I have a 1957 Yellow Jacket Catalina that my grandfather purchased new. I was given this boat in 1993.
This boat has a late 60's Evinrude 55HP motor. My grandfather still has the original Mercury as well. This boat has not been restored and is needing a little attention. The boat has always been kept inside. The boat was in the water last around the mid 70's per my grandfather. I went to the Keels & Wheels show in Seabrook in April of 2011 and saw the restored Yellow Jackets there, and am now inspired to restore mine. The one thing that I would like to do to this boat is keep it the way that my grandfather gave it to me. Mr. Skelly glassed the deck on this boat and raised the height of the transom when the new motor was put on in the late 60's. I know that this will not make it an original boat but it's part of my family's history.
The boat has a thick stack of registration stickers documenting its history.
The Choate Catalina has been well sheltered all its life.
Keith Griffin's '56 Catalina
Keith "Griff" Griffin (seen smiling under that 'stache at left) and Rhonda Griffin's first trip to Keels & Wheels was well rewarded with a first place in the Classic Outboard class for their sweetly restored 1956 Yellow Jacket Catalina (second photo).
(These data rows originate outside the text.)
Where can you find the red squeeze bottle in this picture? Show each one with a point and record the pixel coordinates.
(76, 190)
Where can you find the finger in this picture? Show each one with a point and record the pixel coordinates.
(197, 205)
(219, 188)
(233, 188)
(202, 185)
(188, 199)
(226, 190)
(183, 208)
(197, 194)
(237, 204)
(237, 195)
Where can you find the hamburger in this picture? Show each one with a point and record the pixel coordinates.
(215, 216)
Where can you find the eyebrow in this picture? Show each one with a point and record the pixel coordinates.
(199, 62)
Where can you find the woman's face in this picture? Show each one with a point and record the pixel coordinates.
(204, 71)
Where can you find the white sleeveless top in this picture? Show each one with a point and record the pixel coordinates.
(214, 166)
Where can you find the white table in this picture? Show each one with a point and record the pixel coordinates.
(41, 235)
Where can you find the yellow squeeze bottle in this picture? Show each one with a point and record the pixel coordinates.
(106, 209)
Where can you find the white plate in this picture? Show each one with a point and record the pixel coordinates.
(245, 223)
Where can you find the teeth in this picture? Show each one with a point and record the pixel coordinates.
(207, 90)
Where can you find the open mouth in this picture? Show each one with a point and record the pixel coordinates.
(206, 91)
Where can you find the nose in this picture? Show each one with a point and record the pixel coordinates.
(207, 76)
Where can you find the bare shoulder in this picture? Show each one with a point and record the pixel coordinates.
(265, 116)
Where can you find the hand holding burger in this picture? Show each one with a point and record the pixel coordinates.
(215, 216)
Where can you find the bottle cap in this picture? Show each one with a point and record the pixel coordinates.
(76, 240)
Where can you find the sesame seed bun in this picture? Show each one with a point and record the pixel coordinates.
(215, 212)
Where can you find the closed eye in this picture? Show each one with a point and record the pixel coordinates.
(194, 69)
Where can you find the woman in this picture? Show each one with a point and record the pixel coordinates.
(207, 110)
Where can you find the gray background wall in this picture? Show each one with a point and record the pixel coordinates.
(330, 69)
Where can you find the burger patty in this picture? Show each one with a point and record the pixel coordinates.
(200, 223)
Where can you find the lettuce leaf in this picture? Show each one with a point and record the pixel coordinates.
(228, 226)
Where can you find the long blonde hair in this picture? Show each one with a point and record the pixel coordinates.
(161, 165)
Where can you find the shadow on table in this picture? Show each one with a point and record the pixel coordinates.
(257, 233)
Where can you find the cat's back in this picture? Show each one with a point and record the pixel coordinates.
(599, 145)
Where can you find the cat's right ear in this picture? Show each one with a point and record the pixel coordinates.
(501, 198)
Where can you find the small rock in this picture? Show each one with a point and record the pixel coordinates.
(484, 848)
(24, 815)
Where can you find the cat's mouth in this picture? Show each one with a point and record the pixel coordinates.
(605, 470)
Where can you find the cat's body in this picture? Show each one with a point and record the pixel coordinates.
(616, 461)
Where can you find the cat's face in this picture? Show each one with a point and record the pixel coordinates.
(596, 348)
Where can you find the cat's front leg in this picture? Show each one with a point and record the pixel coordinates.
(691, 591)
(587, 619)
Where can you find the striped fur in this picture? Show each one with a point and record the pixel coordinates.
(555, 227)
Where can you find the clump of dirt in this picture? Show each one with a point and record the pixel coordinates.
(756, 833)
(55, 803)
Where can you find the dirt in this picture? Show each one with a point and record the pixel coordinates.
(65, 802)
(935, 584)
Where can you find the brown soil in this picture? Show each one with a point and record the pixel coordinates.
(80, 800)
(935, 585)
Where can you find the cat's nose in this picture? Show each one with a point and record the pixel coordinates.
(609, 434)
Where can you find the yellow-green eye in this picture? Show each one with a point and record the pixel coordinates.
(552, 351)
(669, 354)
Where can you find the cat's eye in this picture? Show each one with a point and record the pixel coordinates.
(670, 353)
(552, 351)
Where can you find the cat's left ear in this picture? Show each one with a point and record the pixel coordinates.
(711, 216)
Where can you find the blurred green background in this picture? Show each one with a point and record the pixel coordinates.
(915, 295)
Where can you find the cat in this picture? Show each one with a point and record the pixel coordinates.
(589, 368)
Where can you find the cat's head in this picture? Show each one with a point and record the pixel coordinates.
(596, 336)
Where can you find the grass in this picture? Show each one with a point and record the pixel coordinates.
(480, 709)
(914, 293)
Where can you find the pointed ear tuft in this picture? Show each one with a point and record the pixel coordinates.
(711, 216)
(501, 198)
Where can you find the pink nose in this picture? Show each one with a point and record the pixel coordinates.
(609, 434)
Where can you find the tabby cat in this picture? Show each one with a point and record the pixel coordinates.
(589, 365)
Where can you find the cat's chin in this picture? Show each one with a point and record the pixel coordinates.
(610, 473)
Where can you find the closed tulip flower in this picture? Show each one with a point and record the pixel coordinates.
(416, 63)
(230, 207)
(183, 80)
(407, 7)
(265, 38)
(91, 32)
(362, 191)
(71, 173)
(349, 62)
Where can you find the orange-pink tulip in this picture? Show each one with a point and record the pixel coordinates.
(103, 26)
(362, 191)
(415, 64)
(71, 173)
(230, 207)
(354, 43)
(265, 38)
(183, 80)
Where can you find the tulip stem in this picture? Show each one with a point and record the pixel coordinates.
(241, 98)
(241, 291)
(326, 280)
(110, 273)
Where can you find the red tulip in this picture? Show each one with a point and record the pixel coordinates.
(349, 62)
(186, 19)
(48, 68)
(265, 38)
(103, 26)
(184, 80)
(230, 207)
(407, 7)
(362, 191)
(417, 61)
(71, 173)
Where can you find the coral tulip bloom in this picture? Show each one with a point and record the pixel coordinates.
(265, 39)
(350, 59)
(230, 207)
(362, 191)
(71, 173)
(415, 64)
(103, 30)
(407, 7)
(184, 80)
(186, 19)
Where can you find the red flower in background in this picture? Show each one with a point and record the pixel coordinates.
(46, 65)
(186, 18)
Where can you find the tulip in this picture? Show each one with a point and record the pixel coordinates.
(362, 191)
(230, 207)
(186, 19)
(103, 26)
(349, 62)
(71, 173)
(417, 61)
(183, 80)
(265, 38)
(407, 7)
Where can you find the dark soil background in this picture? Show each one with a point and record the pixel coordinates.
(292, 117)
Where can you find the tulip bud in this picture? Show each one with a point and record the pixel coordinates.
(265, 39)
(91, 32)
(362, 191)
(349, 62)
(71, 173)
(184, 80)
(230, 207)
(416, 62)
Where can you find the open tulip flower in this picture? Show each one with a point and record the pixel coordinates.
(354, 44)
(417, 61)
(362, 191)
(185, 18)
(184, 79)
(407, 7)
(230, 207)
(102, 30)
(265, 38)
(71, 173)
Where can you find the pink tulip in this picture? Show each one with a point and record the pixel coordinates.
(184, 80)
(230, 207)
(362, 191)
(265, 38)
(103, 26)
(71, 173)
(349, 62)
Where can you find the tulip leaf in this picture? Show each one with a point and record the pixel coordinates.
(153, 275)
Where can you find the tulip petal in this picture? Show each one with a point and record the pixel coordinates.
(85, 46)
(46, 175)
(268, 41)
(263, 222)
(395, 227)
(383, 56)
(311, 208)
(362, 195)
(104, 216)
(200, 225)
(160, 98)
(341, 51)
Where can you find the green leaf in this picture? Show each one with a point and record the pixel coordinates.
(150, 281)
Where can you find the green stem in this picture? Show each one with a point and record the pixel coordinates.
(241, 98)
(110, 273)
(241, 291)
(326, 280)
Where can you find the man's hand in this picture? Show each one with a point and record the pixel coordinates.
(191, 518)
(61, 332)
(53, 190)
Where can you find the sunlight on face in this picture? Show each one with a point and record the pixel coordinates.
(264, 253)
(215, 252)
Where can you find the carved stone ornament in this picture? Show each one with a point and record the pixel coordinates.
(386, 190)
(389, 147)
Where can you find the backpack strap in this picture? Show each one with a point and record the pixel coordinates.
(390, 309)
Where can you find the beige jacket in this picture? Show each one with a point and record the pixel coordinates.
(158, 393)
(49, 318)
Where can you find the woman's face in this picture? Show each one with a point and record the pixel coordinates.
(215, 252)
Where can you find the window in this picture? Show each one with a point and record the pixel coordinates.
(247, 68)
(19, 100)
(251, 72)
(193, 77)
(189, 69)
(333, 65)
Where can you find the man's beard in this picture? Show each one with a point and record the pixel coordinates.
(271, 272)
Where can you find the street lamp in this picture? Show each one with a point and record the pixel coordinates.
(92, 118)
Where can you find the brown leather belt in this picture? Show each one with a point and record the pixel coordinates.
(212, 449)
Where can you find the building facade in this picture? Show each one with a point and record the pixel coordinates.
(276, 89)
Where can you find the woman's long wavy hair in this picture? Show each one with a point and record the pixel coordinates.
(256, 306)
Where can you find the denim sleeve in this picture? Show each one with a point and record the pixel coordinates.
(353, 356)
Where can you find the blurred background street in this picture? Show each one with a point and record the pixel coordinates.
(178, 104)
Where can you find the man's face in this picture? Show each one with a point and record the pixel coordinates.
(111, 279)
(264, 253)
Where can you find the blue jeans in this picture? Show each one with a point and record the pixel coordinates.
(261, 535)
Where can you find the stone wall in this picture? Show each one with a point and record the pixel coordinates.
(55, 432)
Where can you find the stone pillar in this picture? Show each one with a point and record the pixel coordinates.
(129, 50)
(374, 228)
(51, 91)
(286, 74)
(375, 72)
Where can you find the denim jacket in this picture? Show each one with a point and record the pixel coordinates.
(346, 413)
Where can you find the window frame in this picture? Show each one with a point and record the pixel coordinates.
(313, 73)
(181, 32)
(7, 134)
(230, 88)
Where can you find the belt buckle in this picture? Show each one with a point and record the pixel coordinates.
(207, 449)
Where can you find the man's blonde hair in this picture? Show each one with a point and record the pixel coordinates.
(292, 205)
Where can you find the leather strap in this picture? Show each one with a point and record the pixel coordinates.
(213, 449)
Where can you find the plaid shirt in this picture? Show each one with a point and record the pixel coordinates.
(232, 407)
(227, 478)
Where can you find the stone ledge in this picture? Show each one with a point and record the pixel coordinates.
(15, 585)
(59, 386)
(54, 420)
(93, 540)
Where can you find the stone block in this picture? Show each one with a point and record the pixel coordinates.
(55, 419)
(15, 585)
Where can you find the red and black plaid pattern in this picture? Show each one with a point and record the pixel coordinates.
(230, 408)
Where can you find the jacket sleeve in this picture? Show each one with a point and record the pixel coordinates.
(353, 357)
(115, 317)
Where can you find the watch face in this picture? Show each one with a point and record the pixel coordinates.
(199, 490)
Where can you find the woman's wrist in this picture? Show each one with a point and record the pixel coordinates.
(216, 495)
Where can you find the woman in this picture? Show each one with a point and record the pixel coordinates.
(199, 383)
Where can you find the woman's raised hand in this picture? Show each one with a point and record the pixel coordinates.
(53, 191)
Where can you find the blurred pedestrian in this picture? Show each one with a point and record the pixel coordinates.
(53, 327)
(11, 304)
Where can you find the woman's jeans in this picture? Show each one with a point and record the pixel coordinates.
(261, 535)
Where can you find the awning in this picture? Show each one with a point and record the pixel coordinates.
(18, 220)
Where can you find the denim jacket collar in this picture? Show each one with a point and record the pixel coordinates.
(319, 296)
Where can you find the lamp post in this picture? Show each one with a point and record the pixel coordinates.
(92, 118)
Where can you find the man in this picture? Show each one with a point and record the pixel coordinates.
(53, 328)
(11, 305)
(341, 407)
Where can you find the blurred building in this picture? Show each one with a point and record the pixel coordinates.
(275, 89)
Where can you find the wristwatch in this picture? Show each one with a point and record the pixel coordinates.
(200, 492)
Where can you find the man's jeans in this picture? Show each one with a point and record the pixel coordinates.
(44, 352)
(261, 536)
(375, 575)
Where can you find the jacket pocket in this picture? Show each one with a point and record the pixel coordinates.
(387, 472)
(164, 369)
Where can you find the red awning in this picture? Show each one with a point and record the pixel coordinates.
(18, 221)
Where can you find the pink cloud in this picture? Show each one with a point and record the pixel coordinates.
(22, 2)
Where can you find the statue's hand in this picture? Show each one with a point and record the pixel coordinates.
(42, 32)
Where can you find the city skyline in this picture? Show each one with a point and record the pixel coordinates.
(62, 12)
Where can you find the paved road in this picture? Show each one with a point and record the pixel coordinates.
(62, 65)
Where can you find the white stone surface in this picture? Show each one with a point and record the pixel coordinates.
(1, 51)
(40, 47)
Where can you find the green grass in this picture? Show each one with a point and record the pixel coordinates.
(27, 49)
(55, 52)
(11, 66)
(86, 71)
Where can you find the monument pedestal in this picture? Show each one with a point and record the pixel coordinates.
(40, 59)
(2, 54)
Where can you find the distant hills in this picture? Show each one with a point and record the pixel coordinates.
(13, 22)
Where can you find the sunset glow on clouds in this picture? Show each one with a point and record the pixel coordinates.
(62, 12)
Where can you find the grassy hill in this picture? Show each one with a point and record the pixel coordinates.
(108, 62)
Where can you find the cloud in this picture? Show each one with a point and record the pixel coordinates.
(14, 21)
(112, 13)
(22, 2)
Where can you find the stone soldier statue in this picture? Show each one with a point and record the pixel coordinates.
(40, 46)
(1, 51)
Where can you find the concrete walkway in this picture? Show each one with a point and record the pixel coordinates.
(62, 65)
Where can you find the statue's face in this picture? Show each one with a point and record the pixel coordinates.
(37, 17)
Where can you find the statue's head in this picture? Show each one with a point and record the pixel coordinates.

The Griffins hail from Crosby, TX, northeast of Houston. Griff found the Yellow Jacket in a barn on a hunting lease property. The third photo below shows just what kind of shape the boat was in when Griff got ahold of it. Griff's natural ability with woodworking and occasional advice from the Yellow Jacket wing of the Wooden Boat Association got Griff all the way to a win! Congratulations, Griff!
Greg Carney's 1960 Trigger
Well, Roy Rogers was a partner in the Yellow Jacket Boat Company, after all! Why not have a Trigger model, then! What a beauty!
Yellow Jacket changed from bolt-on fins to molded fins in 1959. Greg's boat is powered by a 1961 Merc 80 hp Dock-buster and is at Thomas Hill Lake in central Missouri.